Clinton’s ‘Closet’ to Keep Archivists Busy


Inside the vault that holds gifts from foreign heads of state, archivist Edward Quick unhooks bone clasps from velvet loops and opens a box presented to President Clinton by the People’s Republic of China.

He carefully removes several ornate watercolors bearing poems written in Chinese.

“We see in these items a bit about how these people depicted themselves and how they wanted to be perceived to other countries,” says Quick, an archivist for the Clinton presidential library being built here. “Many of these gifts are from some of the most famous people in the world.”

If the Smithsonian Institution is America’s attic, this is one of its closets--holding gifts, records and classified material collected during Clinton’s eight years as president. It’s the largest collection of U.S. presidential materials ever amassed.


Until the library complex is completed along the south bank of the Arkansas River, some 77 million pages of text, 75,000 gifts and artifacts and more than 2 million photographs will be stored a mile away in an Oldsmobile dealership turned into a 53,000-square-foot warehouse.

It has special heating and cooling systems, plus 24-hour security for classified documents.

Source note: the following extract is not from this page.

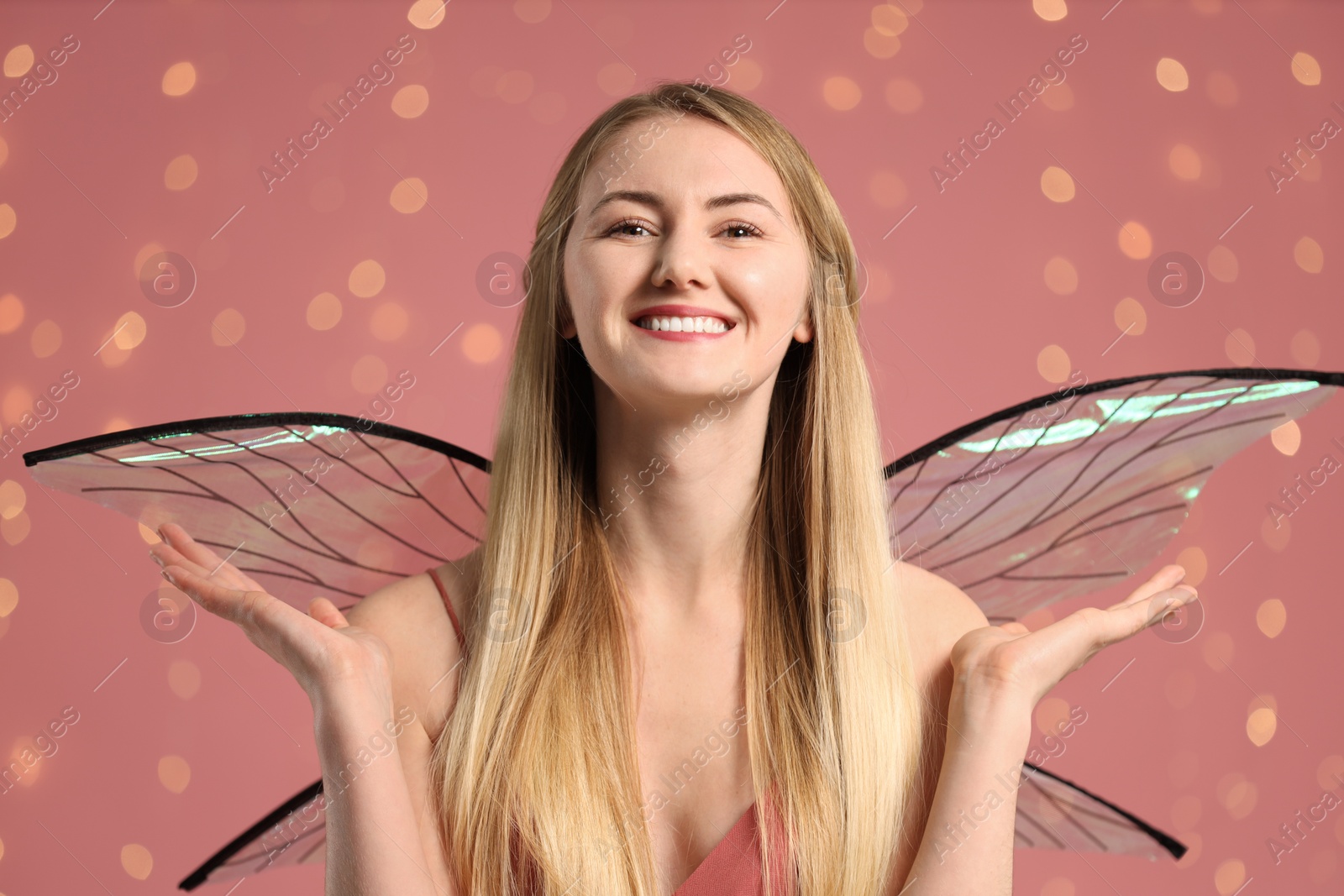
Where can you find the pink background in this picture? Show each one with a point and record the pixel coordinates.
(963, 280)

Skip Rutherford, a longtime friend of the president and director of the library foundation, points to a white door with a punch-code security lock that leads into a 7,000-square-foot classified-materials storage unit.

“In the event of a tornado, that’s where we’re all going,” he says.

Everything is still sealed, except for a few gifts shown off briefly recently and some health care files opened to the public before Clinton left office.

“It’s like taking a walk through history because what you see are the personalities who made the news,” Rutherford says.

The collection was brought from Washington under military guard.

White boxes line shiny metal shelves labeled “First Lady,” “Seen by the President” and “Investigations of Gulf War Chemical and Biological Incidents.”


There’s also one tagged “White House Interns.” However, Monica Lewinsky’s blue dress, seized by the FBI as part of Kenneth W. Starr’s Whitewater investigation, isn’t among the artifacts because it still belongs to the former intern.

Still, the story of Clinton’s impeachment will have to be told, Rutherford says.

“Our job is not to rewrite history. Our job is to preserve it,” he says.

In addition to official gifts Clinton received while in office, members of the public have made contributions. Some items are meant to be taken seriously, such as war medals sent by a decorated veteran who wanted to show his appreciation.

Other items are not taken so seriously--such as a subscription to Hustler magazine. Rutherford returned that one.

Among some of Rutherford’s favorite items are Clinton’s collection of Elvis Presley memorabilia and a silent film by a French photographer shot in the 1890s of Washington, Boston, Chicago and New York.

Rutherford says his favorite cartoon in the collection depicts Elvis and Clinton racing to a doughnut shop.

Other gifts include a nativity scene in a large mother-of-pearl star that was presented by Yasser Arafat, a saxophone from a Polish union leader, a Tour de France bicycle presented by the Postal Service, and 14,000 books, nearly 10,000 of which are signed by the authors.


It will be years after the library is open in 2003 or 2004 before everything is processed, says archivist Rhonda Wilson. “It won’t all be done in my lifetime,” she says.

Rutherford says the project is estimated to cost $200 million. He won’t release donor names yet.

But a Democratic source says that the library foundation received an estimated $450,000 from Denise Rich, ex-wife of fugitive financier Marc Rich, who was pardoned by Clinton. The disclosure came hours after a congressional committee investigating the pardon decided to subpoena records from Clinton’s presidential library fund.